Pour autant, comment pouvait-on être sûr de l’authenticité des informations envoyées sur le web ? «On savait que c’était la réalité : on reconnaissait les lieux et les scènes qu’on voyait sur les images». Les informations passaient, en dépit de la censure. «C’est toute une génération qui a agi pour que cela puisse se faire», constate Slim. De ce point de vue, décembre 2010 a marqué un net progrès par rapport à 2008, quand des grèves dans le bassin minier de Gafsa ont entraîné une féroce répression. Internet était alors moins bien implanté en Tunisie.

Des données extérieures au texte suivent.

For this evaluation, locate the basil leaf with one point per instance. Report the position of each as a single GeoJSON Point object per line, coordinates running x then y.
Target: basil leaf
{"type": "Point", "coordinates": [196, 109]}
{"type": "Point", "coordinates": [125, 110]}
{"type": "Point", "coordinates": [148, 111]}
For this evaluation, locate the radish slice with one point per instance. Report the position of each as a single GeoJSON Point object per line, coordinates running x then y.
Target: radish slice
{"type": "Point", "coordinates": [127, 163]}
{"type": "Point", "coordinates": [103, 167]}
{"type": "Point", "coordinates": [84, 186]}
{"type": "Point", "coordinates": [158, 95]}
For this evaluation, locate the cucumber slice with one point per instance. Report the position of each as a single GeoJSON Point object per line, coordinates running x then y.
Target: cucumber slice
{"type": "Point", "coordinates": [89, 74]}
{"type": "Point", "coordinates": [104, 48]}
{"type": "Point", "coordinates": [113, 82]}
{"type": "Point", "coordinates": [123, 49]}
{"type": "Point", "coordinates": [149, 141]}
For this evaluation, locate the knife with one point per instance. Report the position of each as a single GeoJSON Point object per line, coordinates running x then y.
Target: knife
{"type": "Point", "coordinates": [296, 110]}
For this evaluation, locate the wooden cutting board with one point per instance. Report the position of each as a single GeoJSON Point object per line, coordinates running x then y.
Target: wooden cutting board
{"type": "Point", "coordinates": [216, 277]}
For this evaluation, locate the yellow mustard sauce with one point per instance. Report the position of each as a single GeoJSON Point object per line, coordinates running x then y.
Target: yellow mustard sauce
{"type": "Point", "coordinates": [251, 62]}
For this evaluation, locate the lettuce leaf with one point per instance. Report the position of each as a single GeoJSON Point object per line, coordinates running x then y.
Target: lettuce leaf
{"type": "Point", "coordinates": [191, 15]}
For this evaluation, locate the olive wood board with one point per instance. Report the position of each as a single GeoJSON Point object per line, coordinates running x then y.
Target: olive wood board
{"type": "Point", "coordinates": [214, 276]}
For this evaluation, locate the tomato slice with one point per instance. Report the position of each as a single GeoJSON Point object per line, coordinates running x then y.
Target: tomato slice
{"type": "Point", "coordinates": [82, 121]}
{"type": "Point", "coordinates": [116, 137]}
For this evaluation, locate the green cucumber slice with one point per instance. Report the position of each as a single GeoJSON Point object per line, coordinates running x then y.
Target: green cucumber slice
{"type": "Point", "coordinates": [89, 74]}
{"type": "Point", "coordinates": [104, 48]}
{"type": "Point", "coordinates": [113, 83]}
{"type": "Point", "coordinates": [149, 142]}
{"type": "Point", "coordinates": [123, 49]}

«Les réseaux sociaux ont contribué à leur façon au succès de la révolution. Mais il faut voir que celle-ci est née dans la rue et s’est terminée dans la rue. C’est là où s’est arrachée la liberté. Pour y arriver, il a fallu des morts», insiste Slim Azzabi. «Le 14 janvier, jour de la fuite de Ben Ali, 30.000 personnes ont ainsi manifesté sur le boulevard Bourguiba (principale artère de Tunis, NDLR). C’était la première fois qu’on voyait se produire une chose pareille : on avait l’impression qu’on était un million !», raconte-t-il, assis à une terrasse de café sur les lieux mêmes de cet événement historique, alors que la nuit tombe sur la ville après une journée ensoleillée et paisible.

Avec l’avènement de la démocratie, quel rôle joue désormais internet ?
«Avant, c’était plus facile de se battre : on n’avait qu’un seul ennemi. Aujourd’hui, c’est beaucoup plus compliqué. On assiste au revers de la médaille. Des pages FaceBook ont ainsi des dizaines de milliers d’amis anonymes qui diffusent des informations qui ne sont pas forcément bienvenues».

C'est-à-dire ? «Par exemple, des choses sur le film français Persépolis (qui montre une représentation  de Dieu, ce qu’interdit la religion musulmane, NDLR) et la laïcité. Actuellement, ce n’est pas la bonne période pour en discuter. En abordant le thème de la religion et de l’identité, on détourne les Tunisiens des vrais problèmes de l’heure. Chaque fois qu’on franchit une étape, comme maintenant celle des élections, on nous ressort le thème de l’identité ! On peut y voir quelque chose comme une manipulation. On ne sait pas à qui profite le crime».

Dur, dur, l’apprentissage de la démocratie... Pour Slim Azzabi, internet a une vocation pédagogique, celle d’aider à éduquer les citoyens, à leur fournir une culture politique. «Je suis optimiste, même si je sais que ce sera long et difficile», conclut-il.